Chapter 6: The wishes of Haruhi Suzumiya
The lamp had vanished.
Those who were chanting the mental reinforcements stopped right there as they were mystified, downright confused. It was supposed to be impossible, with nothing short of a miracle able to save Haruhi from her predicament. It was supposed to be foolproof, unstoppable even...
So how did it go wrong?
They all had relocated from the auditorium to the SOS Clubroom, not out of a desire for privacy - the school was shut for the weekend - but out of a mutual sense that this was where they needed to be. The lamp was there, an odd little object filled with signs that Haruhi was inside. They were overjoyed about possibly finding her, yet there was something else that got them anxious: what would she do when got out of the lamp, what would she be? Was this a situation that could just be wished away, a fever-dream of sorts that Haruhi would discard as a delusion or hallucination?
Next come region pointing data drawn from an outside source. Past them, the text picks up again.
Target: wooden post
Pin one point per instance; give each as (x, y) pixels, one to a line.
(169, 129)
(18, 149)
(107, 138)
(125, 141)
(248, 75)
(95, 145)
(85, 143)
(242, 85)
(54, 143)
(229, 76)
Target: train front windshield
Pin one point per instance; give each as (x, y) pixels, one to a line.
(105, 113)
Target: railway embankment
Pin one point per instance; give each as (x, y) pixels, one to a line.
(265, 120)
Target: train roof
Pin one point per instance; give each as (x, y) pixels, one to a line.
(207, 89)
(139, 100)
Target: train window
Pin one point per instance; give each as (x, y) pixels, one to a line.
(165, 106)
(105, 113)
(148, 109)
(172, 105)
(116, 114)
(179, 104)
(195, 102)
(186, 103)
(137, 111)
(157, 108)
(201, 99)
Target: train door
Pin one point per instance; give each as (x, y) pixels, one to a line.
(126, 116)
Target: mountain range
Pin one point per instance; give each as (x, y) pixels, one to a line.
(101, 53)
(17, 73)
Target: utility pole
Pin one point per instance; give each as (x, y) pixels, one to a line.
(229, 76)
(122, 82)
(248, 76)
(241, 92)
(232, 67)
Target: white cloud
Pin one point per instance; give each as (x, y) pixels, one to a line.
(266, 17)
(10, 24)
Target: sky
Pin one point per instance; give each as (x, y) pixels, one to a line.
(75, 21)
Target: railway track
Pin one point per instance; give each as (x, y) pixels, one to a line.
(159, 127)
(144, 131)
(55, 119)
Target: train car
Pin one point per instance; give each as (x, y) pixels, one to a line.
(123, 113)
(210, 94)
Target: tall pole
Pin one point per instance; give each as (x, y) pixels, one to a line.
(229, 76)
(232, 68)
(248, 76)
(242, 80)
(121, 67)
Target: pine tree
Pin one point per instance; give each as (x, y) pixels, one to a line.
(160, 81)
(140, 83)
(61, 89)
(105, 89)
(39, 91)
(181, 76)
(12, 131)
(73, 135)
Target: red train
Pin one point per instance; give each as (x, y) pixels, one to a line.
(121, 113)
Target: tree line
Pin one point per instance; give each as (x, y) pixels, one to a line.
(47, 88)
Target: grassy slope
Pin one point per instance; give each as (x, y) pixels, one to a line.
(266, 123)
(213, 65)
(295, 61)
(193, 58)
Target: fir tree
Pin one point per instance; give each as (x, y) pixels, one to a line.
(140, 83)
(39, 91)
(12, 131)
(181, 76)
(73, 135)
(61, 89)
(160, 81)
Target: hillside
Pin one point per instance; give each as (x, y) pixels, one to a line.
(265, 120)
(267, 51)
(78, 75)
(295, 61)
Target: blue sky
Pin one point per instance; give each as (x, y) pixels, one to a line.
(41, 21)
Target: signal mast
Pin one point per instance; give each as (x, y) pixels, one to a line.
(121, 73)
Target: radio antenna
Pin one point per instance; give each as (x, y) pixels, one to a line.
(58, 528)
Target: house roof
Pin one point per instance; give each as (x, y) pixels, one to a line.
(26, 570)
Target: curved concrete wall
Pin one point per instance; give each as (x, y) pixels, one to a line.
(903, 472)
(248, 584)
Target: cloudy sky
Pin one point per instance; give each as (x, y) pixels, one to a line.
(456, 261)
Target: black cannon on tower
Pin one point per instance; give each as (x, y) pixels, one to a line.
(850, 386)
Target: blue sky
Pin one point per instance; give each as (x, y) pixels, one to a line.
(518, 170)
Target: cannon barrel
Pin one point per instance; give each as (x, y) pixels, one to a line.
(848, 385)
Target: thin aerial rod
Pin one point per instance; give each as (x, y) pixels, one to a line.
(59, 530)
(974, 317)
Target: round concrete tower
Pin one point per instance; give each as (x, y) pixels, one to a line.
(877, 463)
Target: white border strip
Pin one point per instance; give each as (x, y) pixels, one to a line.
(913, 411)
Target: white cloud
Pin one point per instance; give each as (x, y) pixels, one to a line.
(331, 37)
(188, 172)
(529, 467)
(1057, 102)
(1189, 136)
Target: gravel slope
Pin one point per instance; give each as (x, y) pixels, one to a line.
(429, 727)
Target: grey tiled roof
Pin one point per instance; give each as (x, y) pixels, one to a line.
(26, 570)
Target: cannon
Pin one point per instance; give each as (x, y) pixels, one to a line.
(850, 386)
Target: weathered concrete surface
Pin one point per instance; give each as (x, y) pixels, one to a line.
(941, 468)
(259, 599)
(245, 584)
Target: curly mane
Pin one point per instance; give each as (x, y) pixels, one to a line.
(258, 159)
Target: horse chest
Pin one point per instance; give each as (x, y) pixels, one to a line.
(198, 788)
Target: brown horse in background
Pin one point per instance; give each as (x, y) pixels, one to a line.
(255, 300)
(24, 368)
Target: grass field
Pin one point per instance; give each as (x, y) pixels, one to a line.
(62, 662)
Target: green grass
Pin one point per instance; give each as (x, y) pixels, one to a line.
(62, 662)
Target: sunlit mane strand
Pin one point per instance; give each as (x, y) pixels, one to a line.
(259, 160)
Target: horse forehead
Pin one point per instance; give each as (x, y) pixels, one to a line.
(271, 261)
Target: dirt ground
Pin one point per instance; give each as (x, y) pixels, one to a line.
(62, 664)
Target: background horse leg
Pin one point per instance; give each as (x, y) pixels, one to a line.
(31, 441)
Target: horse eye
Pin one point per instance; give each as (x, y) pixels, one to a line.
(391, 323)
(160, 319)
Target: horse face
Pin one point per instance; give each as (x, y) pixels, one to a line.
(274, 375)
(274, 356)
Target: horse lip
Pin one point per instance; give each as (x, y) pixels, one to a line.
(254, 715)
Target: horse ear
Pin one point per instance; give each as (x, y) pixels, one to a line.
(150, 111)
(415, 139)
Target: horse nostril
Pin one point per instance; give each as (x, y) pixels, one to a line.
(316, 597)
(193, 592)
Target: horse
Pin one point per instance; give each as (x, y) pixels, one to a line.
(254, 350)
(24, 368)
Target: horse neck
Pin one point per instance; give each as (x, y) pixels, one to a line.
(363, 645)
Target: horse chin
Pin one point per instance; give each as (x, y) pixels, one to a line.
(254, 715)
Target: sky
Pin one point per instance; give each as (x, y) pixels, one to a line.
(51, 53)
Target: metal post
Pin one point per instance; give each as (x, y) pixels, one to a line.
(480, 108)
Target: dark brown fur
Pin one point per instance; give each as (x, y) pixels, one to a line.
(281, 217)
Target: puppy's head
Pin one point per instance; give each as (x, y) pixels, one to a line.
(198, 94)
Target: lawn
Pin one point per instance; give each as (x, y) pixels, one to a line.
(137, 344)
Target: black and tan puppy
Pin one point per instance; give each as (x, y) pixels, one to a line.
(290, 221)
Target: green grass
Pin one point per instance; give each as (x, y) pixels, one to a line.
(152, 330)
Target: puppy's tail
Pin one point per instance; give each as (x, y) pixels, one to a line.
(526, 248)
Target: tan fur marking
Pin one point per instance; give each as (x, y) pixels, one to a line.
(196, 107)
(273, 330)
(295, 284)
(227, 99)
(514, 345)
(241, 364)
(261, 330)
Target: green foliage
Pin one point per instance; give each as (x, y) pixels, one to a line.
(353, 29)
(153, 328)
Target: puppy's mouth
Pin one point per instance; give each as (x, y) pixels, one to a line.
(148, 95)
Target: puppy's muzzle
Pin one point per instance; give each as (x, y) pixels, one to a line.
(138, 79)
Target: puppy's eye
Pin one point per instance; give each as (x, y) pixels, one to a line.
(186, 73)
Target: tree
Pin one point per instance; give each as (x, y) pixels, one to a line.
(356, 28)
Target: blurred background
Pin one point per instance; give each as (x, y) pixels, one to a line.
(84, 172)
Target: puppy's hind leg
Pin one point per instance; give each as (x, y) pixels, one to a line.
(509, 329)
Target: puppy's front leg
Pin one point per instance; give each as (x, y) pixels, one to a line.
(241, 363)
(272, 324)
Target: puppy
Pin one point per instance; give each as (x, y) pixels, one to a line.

Or would it, quite literally, be like the metaphors with genies and bottles, resulting in a situation that could not be reversed? It was a heavy moment, with them all being somewhat afraid. Kyon was closest to the lamp, which now sat at the head of the table on Haruhi's personal desk, and he could not help notice just how perfect, how clean and shimmering it looked...
"Who shall rub it?" Yuki asked, breaking the silence. "By tradition, the vessel of a genie must be rubbed to release them."
The other three exchanged nervous looks.
"What do you think Koizumi? You're the one who has a private-line to her headspace..." Kyon suggested. "Don't rub it, just tell us what kind of vibe you're getting from it."
Cautiously Kozumi approached the lamp, stood behind it and reached out with both hands, holding them open-palmed just a few inches on either side of the golden object.
"There's definitely a pocket of Closed Space contained within the lamp," he said, eyes closed in concentration. "And Ms Suzumiya is being stored within it, I can feel her mind."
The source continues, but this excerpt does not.